What is more it is a class that everyone appears to think that they are a member of?
Broadly speaking and from my old European roots, the Upper-class were the Aristocrats/Royalty, the Middle-class were the owners of business and the Working Class provided the labor.
This also became ambiguous when Bank Managers and factory Supervisors, for example, promoted themselves without justification to the middle-class (because they didn't consider themselves working class any more) and then it was the engineers etc., etc., until the term becomes virtually meaningless. You tend to end up with only union workers considering themselves to be working class.

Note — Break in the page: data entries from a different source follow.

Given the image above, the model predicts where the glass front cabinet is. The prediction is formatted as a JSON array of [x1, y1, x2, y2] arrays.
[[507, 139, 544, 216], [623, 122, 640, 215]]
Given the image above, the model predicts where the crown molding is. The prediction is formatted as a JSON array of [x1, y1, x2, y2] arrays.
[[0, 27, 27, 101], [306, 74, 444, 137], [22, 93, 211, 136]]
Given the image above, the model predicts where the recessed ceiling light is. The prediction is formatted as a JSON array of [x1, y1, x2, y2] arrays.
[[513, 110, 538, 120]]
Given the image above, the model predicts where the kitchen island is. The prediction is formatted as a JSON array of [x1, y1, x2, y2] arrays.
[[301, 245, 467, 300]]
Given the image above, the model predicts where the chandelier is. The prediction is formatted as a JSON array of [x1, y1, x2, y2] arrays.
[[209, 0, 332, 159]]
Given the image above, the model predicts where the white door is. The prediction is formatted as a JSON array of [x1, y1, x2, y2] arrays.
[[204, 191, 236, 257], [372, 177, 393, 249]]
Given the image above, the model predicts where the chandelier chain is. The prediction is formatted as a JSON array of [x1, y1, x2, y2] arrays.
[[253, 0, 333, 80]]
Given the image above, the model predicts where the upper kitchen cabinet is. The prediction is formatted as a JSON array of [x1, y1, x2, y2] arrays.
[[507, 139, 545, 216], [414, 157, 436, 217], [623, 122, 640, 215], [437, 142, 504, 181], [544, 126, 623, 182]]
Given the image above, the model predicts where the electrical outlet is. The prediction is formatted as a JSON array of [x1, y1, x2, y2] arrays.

So, to get back to my original question who is the Middle Class in the USA and, just as important, who is NOT a member of this esteemed group (example: Joe the Plumber)?
Finally, who is the working-class?
Wiki muddles it best...........
American middle class - Wikipedia, the free encyclopedia
Class warfare.........
http://en.wikipedia.org/wiki/Income_inequality_in_the_United_States Quote: Several economists have demonstrated that income inequality has grown more rapidly under Republican administrations than under Democratic administrations. Income-tax policy has been cited as one of several factors that contributed to inequality. Republican President Ronald Reagan reduced the top marginal tax rate from over 70 to 28 percent during his tenure in office, which greatly contrasted with the very high top marginal tax rates in place during the period of great income equality, the “Great Compression”. [55]

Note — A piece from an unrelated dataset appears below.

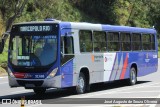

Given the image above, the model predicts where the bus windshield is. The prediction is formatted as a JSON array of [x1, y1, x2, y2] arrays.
[[9, 34, 57, 67]]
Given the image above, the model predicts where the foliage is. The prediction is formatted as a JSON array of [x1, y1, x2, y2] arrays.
[[0, 0, 160, 67]]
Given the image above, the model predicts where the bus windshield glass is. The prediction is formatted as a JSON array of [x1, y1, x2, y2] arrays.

Larry Bartels, a Princeton political scientist, looked at average annual pre-tax income growth from 1948 to 2005, which encompassed most of the egalitarian Great Compression and the entire inegalitarian Great Divergence (up until the time he did his research) and published his findings in the book Unequal Democracy: The Political Economy of the New Gilded Age (Princeton University Press: 2008). His calculations showed that pre-tax income increased overall about 1.42 percent for people in the lowest quintile of the population and 2 percent for those in the top 5%. His research did suggest that income inequality increased under Republican administration and not under Democratic administration. Timothy Noah in the series “The United States of Inequality” summarized Bartels's findings below:
“ “In Democrat-world, pre-tax income increased 2.64 percent annually for the poor and lower-middle-class and 2.12 percent annually for the upper-middle-class and rich. There was no Great Divergence. Instead, the Great Compression—the egalitarian income trend that prevailed through the 1940s, 1950s, and 1960s—continued to the present, albeit with incomes converging less rapidly than before. In Republican-world, meanwhile, pre-tax income increased 0.43 percent annually for the poor and lower-middle-class and 1.90 percent for the upper-middle-class and rich. Not only did the Great Divergence occur; it was more greatly divergent. Also of note: In Democrat-world pre-tax income increased faster than in the real world not just for the 20th percentile but also for the 40th, 60th, and 80th. We were all richer and more equal! But in Republican-world, pre-tax income increased slower than in the real world not just for the 20th percentile but also for the 40th, 60th, and 80th. We were all poorer and less equal! Democrats also produced marginally faster income growth than Republicans at the 95th percentile, but the difference wasn't statistically significant.”[56]